3.5 Running Your Assembler
Write your program to take two command-line arguments. The first argument is the filename
where the assembly-language program is stored, and the second argument is the filename where
the output (the object file) will be written. For example, with a program name of assembler , an
assembly-language program in program.as , the following would generate an object file
program.obj :
./assembler program.as program.obj
Note that the format for running the assembler must use command-line arguments for the file
names (rather than standard input and standard output). Your program should store only object
files in the format specified above. Any deviation from this format (e.g. extra spaces or empty
lines) will render your object file ungradable. Any other output that you want the program to
generate (e.g. debugging output) can be printed to standard output or standard error.

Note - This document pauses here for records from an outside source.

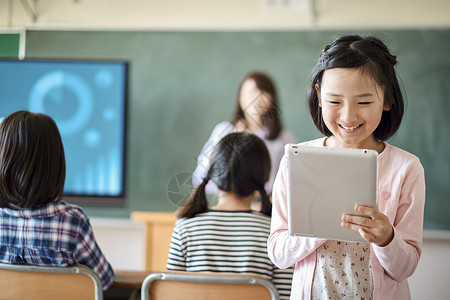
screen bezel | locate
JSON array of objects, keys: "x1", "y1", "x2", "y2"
[{"x1": 0, "y1": 57, "x2": 129, "y2": 207}]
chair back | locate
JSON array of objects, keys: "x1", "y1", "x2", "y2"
[
  {"x1": 0, "y1": 263, "x2": 103, "y2": 300},
  {"x1": 141, "y1": 271, "x2": 279, "y2": 300}
]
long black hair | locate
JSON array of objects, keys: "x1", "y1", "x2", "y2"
[
  {"x1": 308, "y1": 35, "x2": 404, "y2": 141},
  {"x1": 175, "y1": 132, "x2": 272, "y2": 218},
  {"x1": 0, "y1": 111, "x2": 66, "y2": 208}
]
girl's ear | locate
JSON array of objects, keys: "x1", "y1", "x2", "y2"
[
  {"x1": 314, "y1": 83, "x2": 322, "y2": 107},
  {"x1": 383, "y1": 100, "x2": 391, "y2": 111}
]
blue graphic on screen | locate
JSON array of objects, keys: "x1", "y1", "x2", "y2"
[{"x1": 0, "y1": 60, "x2": 126, "y2": 196}]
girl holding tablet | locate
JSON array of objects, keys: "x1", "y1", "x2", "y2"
[{"x1": 268, "y1": 35, "x2": 425, "y2": 300}]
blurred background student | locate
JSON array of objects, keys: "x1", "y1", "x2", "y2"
[
  {"x1": 192, "y1": 71, "x2": 296, "y2": 199},
  {"x1": 167, "y1": 132, "x2": 293, "y2": 299},
  {"x1": 0, "y1": 111, "x2": 114, "y2": 290}
]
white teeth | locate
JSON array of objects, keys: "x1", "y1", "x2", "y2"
[{"x1": 341, "y1": 125, "x2": 360, "y2": 130}]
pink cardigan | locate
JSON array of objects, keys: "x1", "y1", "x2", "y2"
[{"x1": 267, "y1": 138, "x2": 425, "y2": 300}]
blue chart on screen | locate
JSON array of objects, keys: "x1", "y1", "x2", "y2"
[{"x1": 0, "y1": 61, "x2": 126, "y2": 196}]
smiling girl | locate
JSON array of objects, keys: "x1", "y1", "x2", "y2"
[{"x1": 268, "y1": 35, "x2": 425, "y2": 300}]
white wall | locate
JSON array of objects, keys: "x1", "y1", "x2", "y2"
[
  {"x1": 90, "y1": 218, "x2": 144, "y2": 271},
  {"x1": 0, "y1": 0, "x2": 450, "y2": 29}
]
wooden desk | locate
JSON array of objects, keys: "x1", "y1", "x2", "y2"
[
  {"x1": 130, "y1": 211, "x2": 177, "y2": 272},
  {"x1": 111, "y1": 270, "x2": 154, "y2": 289}
]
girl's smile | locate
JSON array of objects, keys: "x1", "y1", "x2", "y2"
[{"x1": 316, "y1": 68, "x2": 389, "y2": 150}]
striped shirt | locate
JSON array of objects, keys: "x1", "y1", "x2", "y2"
[
  {"x1": 0, "y1": 201, "x2": 114, "y2": 290},
  {"x1": 167, "y1": 210, "x2": 294, "y2": 299}
]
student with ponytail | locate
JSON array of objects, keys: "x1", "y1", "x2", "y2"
[{"x1": 167, "y1": 132, "x2": 293, "y2": 299}]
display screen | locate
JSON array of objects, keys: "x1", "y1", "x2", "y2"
[{"x1": 0, "y1": 60, "x2": 127, "y2": 204}]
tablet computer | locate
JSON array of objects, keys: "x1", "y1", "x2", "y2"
[{"x1": 285, "y1": 144, "x2": 378, "y2": 242}]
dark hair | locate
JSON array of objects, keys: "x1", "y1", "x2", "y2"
[
  {"x1": 308, "y1": 35, "x2": 404, "y2": 141},
  {"x1": 175, "y1": 132, "x2": 272, "y2": 218},
  {"x1": 233, "y1": 72, "x2": 282, "y2": 140},
  {"x1": 0, "y1": 111, "x2": 66, "y2": 208}
]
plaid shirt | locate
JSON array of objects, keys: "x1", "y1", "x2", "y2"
[{"x1": 0, "y1": 201, "x2": 114, "y2": 290}]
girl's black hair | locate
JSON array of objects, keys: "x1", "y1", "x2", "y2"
[
  {"x1": 0, "y1": 111, "x2": 66, "y2": 209},
  {"x1": 233, "y1": 71, "x2": 282, "y2": 140},
  {"x1": 308, "y1": 35, "x2": 404, "y2": 141},
  {"x1": 175, "y1": 132, "x2": 272, "y2": 218}
]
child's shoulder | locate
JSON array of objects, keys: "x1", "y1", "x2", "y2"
[
  {"x1": 379, "y1": 142, "x2": 423, "y2": 169},
  {"x1": 47, "y1": 200, "x2": 89, "y2": 222}
]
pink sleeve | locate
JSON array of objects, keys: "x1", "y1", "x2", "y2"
[
  {"x1": 372, "y1": 159, "x2": 425, "y2": 281},
  {"x1": 267, "y1": 157, "x2": 326, "y2": 269}
]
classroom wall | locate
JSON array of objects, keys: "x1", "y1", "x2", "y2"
[
  {"x1": 0, "y1": 0, "x2": 450, "y2": 299},
  {"x1": 0, "y1": 0, "x2": 450, "y2": 29}
]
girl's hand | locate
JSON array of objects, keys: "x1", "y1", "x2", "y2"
[{"x1": 341, "y1": 204, "x2": 394, "y2": 247}]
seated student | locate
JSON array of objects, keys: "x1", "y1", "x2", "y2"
[
  {"x1": 167, "y1": 132, "x2": 293, "y2": 299},
  {"x1": 0, "y1": 111, "x2": 114, "y2": 290}
]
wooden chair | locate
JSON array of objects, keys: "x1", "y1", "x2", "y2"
[
  {"x1": 0, "y1": 263, "x2": 103, "y2": 300},
  {"x1": 141, "y1": 271, "x2": 279, "y2": 300}
]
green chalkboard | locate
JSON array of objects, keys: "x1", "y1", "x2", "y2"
[
  {"x1": 0, "y1": 33, "x2": 20, "y2": 58},
  {"x1": 26, "y1": 29, "x2": 450, "y2": 230}
]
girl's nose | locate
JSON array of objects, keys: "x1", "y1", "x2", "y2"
[{"x1": 341, "y1": 105, "x2": 358, "y2": 125}]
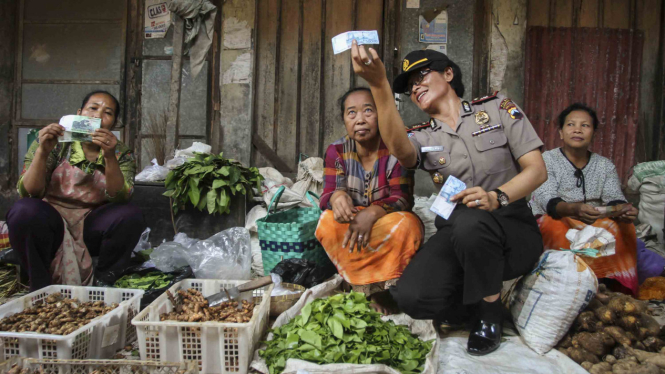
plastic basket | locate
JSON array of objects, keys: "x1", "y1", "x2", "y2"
[
  {"x1": 132, "y1": 279, "x2": 273, "y2": 374},
  {"x1": 0, "y1": 285, "x2": 143, "y2": 361},
  {"x1": 0, "y1": 358, "x2": 199, "y2": 374}
]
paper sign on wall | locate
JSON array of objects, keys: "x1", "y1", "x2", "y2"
[
  {"x1": 144, "y1": 0, "x2": 171, "y2": 39},
  {"x1": 418, "y1": 10, "x2": 448, "y2": 43},
  {"x1": 427, "y1": 44, "x2": 448, "y2": 55}
]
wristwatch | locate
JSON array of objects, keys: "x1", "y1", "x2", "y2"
[{"x1": 493, "y1": 188, "x2": 510, "y2": 208}]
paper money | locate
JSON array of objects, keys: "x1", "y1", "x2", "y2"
[
  {"x1": 332, "y1": 30, "x2": 379, "y2": 54},
  {"x1": 596, "y1": 203, "x2": 631, "y2": 217},
  {"x1": 58, "y1": 115, "x2": 102, "y2": 143},
  {"x1": 429, "y1": 175, "x2": 466, "y2": 219}
]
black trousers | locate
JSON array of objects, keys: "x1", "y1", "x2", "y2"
[
  {"x1": 390, "y1": 199, "x2": 543, "y2": 320},
  {"x1": 7, "y1": 198, "x2": 146, "y2": 291}
]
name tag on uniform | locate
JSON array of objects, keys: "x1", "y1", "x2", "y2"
[{"x1": 420, "y1": 145, "x2": 443, "y2": 153}]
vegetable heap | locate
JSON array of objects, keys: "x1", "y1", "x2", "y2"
[
  {"x1": 557, "y1": 284, "x2": 665, "y2": 374},
  {"x1": 0, "y1": 292, "x2": 118, "y2": 335},
  {"x1": 159, "y1": 288, "x2": 254, "y2": 323},
  {"x1": 259, "y1": 292, "x2": 433, "y2": 374},
  {"x1": 164, "y1": 153, "x2": 263, "y2": 214},
  {"x1": 114, "y1": 271, "x2": 173, "y2": 291}
]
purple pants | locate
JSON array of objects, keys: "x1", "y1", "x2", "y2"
[{"x1": 7, "y1": 198, "x2": 146, "y2": 291}]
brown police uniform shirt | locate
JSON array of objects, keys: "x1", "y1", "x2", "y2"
[{"x1": 407, "y1": 93, "x2": 543, "y2": 191}]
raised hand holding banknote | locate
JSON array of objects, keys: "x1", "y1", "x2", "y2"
[
  {"x1": 38, "y1": 123, "x2": 65, "y2": 154},
  {"x1": 351, "y1": 40, "x2": 388, "y2": 87}
]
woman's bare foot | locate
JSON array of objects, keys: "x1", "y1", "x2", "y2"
[{"x1": 369, "y1": 290, "x2": 400, "y2": 316}]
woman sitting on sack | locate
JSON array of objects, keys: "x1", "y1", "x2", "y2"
[
  {"x1": 316, "y1": 87, "x2": 423, "y2": 313},
  {"x1": 531, "y1": 103, "x2": 665, "y2": 295},
  {"x1": 351, "y1": 42, "x2": 547, "y2": 355},
  {"x1": 7, "y1": 91, "x2": 146, "y2": 290}
]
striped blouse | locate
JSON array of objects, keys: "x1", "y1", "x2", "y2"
[{"x1": 321, "y1": 136, "x2": 413, "y2": 213}]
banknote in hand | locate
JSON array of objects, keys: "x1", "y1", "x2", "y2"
[
  {"x1": 430, "y1": 175, "x2": 466, "y2": 219},
  {"x1": 332, "y1": 30, "x2": 379, "y2": 54}
]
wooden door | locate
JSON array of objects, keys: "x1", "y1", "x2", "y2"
[{"x1": 252, "y1": 0, "x2": 397, "y2": 172}]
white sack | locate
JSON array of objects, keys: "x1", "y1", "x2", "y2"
[
  {"x1": 510, "y1": 250, "x2": 598, "y2": 354},
  {"x1": 566, "y1": 225, "x2": 616, "y2": 257}
]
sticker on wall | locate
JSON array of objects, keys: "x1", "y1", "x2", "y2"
[
  {"x1": 406, "y1": 0, "x2": 420, "y2": 9},
  {"x1": 418, "y1": 10, "x2": 448, "y2": 43},
  {"x1": 144, "y1": 0, "x2": 171, "y2": 39},
  {"x1": 427, "y1": 44, "x2": 448, "y2": 55}
]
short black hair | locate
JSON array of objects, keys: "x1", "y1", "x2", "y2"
[
  {"x1": 557, "y1": 103, "x2": 598, "y2": 131},
  {"x1": 429, "y1": 59, "x2": 464, "y2": 97},
  {"x1": 337, "y1": 87, "x2": 372, "y2": 118},
  {"x1": 81, "y1": 90, "x2": 120, "y2": 125}
]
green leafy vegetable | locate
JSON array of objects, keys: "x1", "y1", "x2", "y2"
[
  {"x1": 164, "y1": 153, "x2": 263, "y2": 214},
  {"x1": 114, "y1": 271, "x2": 173, "y2": 291},
  {"x1": 259, "y1": 292, "x2": 433, "y2": 374}
]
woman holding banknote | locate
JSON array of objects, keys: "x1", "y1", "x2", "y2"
[
  {"x1": 531, "y1": 103, "x2": 665, "y2": 295},
  {"x1": 7, "y1": 91, "x2": 145, "y2": 290},
  {"x1": 352, "y1": 44, "x2": 547, "y2": 355}
]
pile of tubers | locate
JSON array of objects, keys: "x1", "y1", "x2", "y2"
[
  {"x1": 557, "y1": 284, "x2": 665, "y2": 374},
  {"x1": 160, "y1": 288, "x2": 254, "y2": 323},
  {"x1": 0, "y1": 292, "x2": 118, "y2": 335}
]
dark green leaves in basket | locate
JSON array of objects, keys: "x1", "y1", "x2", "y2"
[
  {"x1": 259, "y1": 292, "x2": 433, "y2": 374},
  {"x1": 164, "y1": 153, "x2": 263, "y2": 214}
]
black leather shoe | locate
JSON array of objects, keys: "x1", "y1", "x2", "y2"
[{"x1": 466, "y1": 320, "x2": 503, "y2": 356}]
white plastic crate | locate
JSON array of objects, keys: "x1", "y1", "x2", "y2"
[
  {"x1": 132, "y1": 279, "x2": 273, "y2": 374},
  {"x1": 0, "y1": 357, "x2": 199, "y2": 374},
  {"x1": 0, "y1": 285, "x2": 144, "y2": 361}
]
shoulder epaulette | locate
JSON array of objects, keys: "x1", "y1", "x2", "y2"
[
  {"x1": 471, "y1": 91, "x2": 499, "y2": 105},
  {"x1": 406, "y1": 120, "x2": 432, "y2": 132}
]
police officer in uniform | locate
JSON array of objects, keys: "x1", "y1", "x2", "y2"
[{"x1": 352, "y1": 44, "x2": 547, "y2": 355}]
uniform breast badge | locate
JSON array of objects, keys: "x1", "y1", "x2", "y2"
[{"x1": 476, "y1": 110, "x2": 490, "y2": 129}]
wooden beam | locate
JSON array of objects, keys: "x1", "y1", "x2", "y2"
[
  {"x1": 252, "y1": 133, "x2": 293, "y2": 173},
  {"x1": 166, "y1": 14, "x2": 185, "y2": 154},
  {"x1": 471, "y1": 0, "x2": 492, "y2": 97}
]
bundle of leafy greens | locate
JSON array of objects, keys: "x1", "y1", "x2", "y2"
[
  {"x1": 164, "y1": 153, "x2": 263, "y2": 214},
  {"x1": 259, "y1": 292, "x2": 433, "y2": 374},
  {"x1": 114, "y1": 271, "x2": 173, "y2": 291}
]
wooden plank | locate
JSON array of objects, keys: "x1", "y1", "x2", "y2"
[
  {"x1": 270, "y1": 0, "x2": 300, "y2": 166},
  {"x1": 252, "y1": 133, "x2": 293, "y2": 173},
  {"x1": 166, "y1": 15, "x2": 185, "y2": 154},
  {"x1": 603, "y1": 0, "x2": 632, "y2": 29},
  {"x1": 253, "y1": 0, "x2": 280, "y2": 166},
  {"x1": 352, "y1": 0, "x2": 385, "y2": 87},
  {"x1": 124, "y1": 0, "x2": 143, "y2": 150},
  {"x1": 527, "y1": 0, "x2": 553, "y2": 27},
  {"x1": 635, "y1": 0, "x2": 663, "y2": 162},
  {"x1": 550, "y1": 0, "x2": 573, "y2": 27},
  {"x1": 298, "y1": 0, "x2": 323, "y2": 156},
  {"x1": 577, "y1": 0, "x2": 600, "y2": 27},
  {"x1": 323, "y1": 0, "x2": 354, "y2": 147},
  {"x1": 253, "y1": 0, "x2": 280, "y2": 166},
  {"x1": 471, "y1": 0, "x2": 490, "y2": 97}
]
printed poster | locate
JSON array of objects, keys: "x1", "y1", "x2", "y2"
[
  {"x1": 418, "y1": 10, "x2": 448, "y2": 43},
  {"x1": 144, "y1": 0, "x2": 171, "y2": 39}
]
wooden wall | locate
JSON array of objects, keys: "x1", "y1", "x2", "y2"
[
  {"x1": 252, "y1": 0, "x2": 393, "y2": 171},
  {"x1": 527, "y1": 0, "x2": 665, "y2": 162}
]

3.6 Using the Instructor Project 1a Solution
The instructor project 1a solution, released after the final student submission of project 1a, is a
compiled object file ( inst_p1a_obj.
modifications. The instructor solution does not check for undefined labels of any type, and
instead resolves them to 0. Otherwise, all machine code is correctly translated and all other
project 1a error checks will exit correctly. After downloading the starter code and renaming
starter_assembler.c to assembler.c , you can compile assembler.c and link with
inst_p1a_obj.o using gcc assembler.c inst_p1a_obj.o , and run the executable on an LC2K
assembly code file.
If you choose to use the instructor object file, beware of the following particulars: First, this
object file is only officially supported on CAEN systems since it was compiled on a CAEN system
similar to the autograder servers. If you are not already in the habit of testing your projects on
CAEN, it is recommended to follow setup guide from EECS 280. Also, this object file does not
contain debug information so that instructors can protect the instructor project 1a solution. This
means that debugging with a visual debugger or GDB will only show you what is happening in
your assembler.c . It also does not print anything to stdout, so print debugging will not be as
helpful as if you use your project 1a code. Finally, if you choose to use the starter Makefile ,
make sure to change the compilation dependecies in there to link with the instructor project 1a
solution.
3.7 Test Cases
The test cases for the assembler part of this project will be short assembly-language programs
that serve as input to an assembler. You will submit your suite of test cases together with your
assembler, and we will grade your test suite according to how thoroughly it exercises an
assembler. Each test case may be at most 50 lines long, and your test suite may contain up to 20
test cases. These limits are much larger than those needed for full credit. See section 7 for how
your test suite will be graded.
4. Linker (60 points)
Now that you’ve written an assembler to create object files, you need a way to link these files
together. In this part of the project, you will write a linker to combine multiple object files into a
single executable. This final executable can be run with the simulator from project 1.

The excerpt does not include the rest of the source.